What a disgusting narrator

👍︎︎ 31 👤︎︎ u/superniceguyOKAY 📅︎︎ Jan 05 2022 🗫︎ replies

Just checking in about half way through the video… anyone else find the overall tone to be extremely off putting? The narrator makes multiple attempts to cast judgement onto people living in these conditions… and sure it’s easy to say you would never live somewhere like this… but try living somewhere paycheck to paycheck with rent the way it is in Oakland and tell me you aren’t struggling when rent jumps beyond your capabilities.

This isn’t a video meant to highlight homelessness, it’s merely poking fun at it. If you want to break into the video journalism industry, a few tips:

Fix the tone of your voice and match it according to your videos main theme.

Having high inflections in your voice indicates that you have enthusiasm for the subject matter you are speaking about.

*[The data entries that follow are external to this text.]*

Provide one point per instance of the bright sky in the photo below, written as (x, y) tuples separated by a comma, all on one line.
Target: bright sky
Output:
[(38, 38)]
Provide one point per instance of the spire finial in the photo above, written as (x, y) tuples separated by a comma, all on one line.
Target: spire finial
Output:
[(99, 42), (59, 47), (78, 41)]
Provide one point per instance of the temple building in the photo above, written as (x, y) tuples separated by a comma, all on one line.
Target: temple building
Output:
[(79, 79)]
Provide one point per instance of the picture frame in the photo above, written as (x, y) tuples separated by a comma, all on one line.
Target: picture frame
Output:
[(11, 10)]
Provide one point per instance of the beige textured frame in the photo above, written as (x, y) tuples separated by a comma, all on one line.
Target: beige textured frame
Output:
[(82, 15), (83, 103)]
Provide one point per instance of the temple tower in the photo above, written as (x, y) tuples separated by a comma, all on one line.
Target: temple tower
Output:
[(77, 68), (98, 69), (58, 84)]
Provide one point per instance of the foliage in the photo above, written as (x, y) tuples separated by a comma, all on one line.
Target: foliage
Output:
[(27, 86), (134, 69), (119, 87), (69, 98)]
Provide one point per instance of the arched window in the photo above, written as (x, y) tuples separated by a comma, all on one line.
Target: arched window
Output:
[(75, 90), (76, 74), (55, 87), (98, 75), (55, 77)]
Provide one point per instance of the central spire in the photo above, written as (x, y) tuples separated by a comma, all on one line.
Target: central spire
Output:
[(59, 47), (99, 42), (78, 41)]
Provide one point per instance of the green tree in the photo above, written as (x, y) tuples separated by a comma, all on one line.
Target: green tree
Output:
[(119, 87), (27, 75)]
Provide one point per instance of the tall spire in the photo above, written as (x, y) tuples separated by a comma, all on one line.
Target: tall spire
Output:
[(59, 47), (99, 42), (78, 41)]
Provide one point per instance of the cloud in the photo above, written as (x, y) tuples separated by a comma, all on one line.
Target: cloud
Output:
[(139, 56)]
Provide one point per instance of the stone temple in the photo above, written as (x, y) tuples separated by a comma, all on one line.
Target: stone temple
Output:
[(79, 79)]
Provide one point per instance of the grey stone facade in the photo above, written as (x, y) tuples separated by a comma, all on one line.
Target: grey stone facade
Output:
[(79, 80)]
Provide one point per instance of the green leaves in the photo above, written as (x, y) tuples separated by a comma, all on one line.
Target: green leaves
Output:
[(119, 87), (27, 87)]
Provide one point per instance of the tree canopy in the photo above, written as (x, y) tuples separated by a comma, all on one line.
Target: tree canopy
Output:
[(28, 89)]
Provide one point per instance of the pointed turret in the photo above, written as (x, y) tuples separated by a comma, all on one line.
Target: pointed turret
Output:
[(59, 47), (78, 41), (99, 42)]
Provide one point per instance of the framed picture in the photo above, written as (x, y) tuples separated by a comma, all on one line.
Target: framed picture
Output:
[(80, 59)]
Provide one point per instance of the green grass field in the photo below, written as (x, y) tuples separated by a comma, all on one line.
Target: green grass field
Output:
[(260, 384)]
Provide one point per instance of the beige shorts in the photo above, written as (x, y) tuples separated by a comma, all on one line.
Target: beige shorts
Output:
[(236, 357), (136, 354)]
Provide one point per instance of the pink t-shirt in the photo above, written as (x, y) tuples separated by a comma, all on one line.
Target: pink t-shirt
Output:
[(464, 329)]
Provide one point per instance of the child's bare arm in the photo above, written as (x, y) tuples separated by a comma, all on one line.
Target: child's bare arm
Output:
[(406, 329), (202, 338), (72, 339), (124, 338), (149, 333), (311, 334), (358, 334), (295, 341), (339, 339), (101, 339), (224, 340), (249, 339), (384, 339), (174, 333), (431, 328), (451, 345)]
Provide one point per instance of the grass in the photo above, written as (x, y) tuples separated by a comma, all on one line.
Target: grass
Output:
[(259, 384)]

Does wonders for topics you wish to keep viewers intrigued on… doesn’t do so well on a video about homeless encampments.

👍︎︎ 13 👤︎︎ u/[deleted] 📅︎︎ Jan 05 2022 🗫︎ replies

Billionaires and homelessness are symptoms of a rigged economy.

👍︎︎ 83 👤︎︎ u/stoobiedooby 📅︎︎ Jan 04 2022 🗫︎ replies

Richest country in the world.

California is the 5th largest economy in the world.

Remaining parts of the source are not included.